04/22/2021 | Press release | Distributed by Public on 04/22/2021 13:47
Reagor Dykes Auto Group owner Bart Reagor has been charged with lying about using business loans for personal expenses, announced Acting U.S. Attorney for the Northern District of Texas Prerak Shah.
On Thursday, a federal grand jury indicted Bart Wade Reagor, 55, on two counts of bank fraud and one count of making false statements to a bank insured by the FDIC. He will make his initial appearance before U.S. Magistrate Judge Lee Ann Reno in Amarillo on Monday at 2 p.m.
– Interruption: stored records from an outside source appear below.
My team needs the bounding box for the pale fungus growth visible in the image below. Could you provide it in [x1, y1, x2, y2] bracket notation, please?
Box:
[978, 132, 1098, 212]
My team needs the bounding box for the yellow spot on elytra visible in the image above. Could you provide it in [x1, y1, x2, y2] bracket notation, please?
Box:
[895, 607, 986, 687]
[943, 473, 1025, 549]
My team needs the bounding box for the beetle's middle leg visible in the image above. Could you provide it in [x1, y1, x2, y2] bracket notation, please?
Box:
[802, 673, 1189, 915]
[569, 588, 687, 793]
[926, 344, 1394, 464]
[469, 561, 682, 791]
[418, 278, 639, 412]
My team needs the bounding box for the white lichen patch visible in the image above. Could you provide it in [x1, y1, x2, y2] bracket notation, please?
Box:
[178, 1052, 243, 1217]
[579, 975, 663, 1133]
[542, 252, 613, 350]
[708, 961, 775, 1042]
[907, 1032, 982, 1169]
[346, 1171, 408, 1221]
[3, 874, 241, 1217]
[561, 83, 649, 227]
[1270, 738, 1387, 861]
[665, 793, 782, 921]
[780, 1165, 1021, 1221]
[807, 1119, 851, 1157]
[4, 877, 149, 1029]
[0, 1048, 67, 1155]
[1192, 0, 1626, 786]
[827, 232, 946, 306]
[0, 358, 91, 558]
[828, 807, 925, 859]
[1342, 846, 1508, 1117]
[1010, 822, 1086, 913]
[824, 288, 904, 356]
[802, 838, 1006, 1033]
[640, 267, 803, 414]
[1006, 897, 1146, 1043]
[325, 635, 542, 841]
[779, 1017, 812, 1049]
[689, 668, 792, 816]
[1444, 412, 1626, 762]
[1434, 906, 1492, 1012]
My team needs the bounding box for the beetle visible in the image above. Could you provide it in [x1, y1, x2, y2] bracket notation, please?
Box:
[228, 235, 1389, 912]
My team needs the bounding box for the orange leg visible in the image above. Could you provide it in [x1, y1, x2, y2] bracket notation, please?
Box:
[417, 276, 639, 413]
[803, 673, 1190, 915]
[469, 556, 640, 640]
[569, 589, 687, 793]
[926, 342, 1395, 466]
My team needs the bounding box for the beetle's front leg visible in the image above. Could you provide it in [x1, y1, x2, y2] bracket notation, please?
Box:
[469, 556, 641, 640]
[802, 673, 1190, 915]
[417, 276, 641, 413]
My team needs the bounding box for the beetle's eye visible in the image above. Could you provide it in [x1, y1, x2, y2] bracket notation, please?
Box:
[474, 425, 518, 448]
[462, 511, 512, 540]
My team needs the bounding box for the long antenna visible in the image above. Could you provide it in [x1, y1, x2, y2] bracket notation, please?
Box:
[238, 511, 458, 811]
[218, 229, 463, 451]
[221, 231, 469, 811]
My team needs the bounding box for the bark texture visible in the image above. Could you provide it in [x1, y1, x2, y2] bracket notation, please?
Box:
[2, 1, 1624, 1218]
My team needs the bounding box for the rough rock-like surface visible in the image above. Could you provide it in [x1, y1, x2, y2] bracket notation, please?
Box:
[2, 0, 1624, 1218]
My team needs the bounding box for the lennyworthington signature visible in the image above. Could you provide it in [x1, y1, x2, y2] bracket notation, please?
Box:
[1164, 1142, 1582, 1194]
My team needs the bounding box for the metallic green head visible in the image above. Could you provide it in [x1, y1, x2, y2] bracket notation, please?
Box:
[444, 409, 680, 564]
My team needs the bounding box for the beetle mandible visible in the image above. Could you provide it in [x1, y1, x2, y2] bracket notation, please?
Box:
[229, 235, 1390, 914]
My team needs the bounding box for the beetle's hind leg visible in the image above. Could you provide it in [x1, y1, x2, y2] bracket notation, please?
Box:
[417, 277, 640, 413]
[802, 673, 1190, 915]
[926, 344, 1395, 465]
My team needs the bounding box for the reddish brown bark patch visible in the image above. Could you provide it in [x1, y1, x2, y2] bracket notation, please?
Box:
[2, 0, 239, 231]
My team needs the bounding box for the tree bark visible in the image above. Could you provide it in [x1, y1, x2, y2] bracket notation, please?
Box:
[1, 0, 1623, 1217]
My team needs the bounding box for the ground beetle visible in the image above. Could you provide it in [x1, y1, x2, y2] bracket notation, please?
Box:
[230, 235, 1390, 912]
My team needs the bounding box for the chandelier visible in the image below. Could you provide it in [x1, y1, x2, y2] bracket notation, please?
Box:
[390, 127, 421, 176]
'Even as his businesses struggled financially, Mr. Reagor diverted business loan funds into his personal bank accounts, expressly violating his agreement with the bank,' said Acting U.S. Attorney Prerak Shah. 'Lying to an FDIC-insured financial institution is a federal crime, one we will not abide. We are determined to hold to account every Reagor Dykes employee who engaged in financial misconduct.'
'Mr. Reagor used his executive influence to allegedly defraud a lending institution and cause the loss of a significant amount of money,' said Dallas FBI Special Agent in Charge Matthew J. DeSarno. 'Corporate fraud schemes, like those that involve diverting millions of dollars to personal funds, have the potential to cause immeasurable damage to the public's confidence in our economy.'
According to the indictment, in the first quarter of 2017, one of Reagor Dykes' floorplan lenders conducted an audit that placed the auto group in a weak cash position.
In order obtain cash to continue operations, D & R Acquisitions, a limited liability company formed to hold Reagor Dykes' real estate assets, entered into a loan agreement with International Bank of Commerce (IBC). The agreement included a $10,000,000 working capital loan, which was distributed by IBC to D&R in two tranches: $5,000,000 in July 2017 and another $5,000,000 in February 2018, to be disbursed to the various RDAG entities.
However, in applying for the loan, Mr. Reagor allegedly misrepresented its purpose, concealing from IBC the fact that he planned to divert some of the proceeds from the working capital loan into his own personal account for personal expenses. (The loan agreement expressly prohibited Mr. Reagor and others from diverting loan proceeds to their personal bank accounts, and IBC would not have approved the loan if Mr. Reagor or anyone else had disclosed to IBC that some of the loan proceeds would be diverted to Mr. Reagor's personal bank accounts.)
In total, Mr. Reagor diverted more than $1.7 million to his personal account at Prosperity Bank -- $766,277 in July 2017, following IBC's disbursement of the first tranche of money, and $1 million in February 2018, following IBC's disbursement of the second tranche of money.
Prior to Mr. Reagor's indictment, 15 of his employees pleaded guilty to various crimes involving dummy flooring and check kitting at Reagor Dykes, including:
An indictment is merely an allegation of criminal conduct, not evidence. Like all defendants, Mr. Reagor is presumed innocent until proven guilty in a court of law.
If convicted, Mr. Reagor faces up to 90 years in federal prison, and will be required to forfeit any property traceable to the offense.
The Federal Bureau of Investigation's Dallas Field Office and Internal Revenue Services - Criminal Investigation Division conducted the investigation. Assistant U.S. Attorneys Joshua Frausto, Jeffrey Haag, and Amy Burch are prosecuting the case.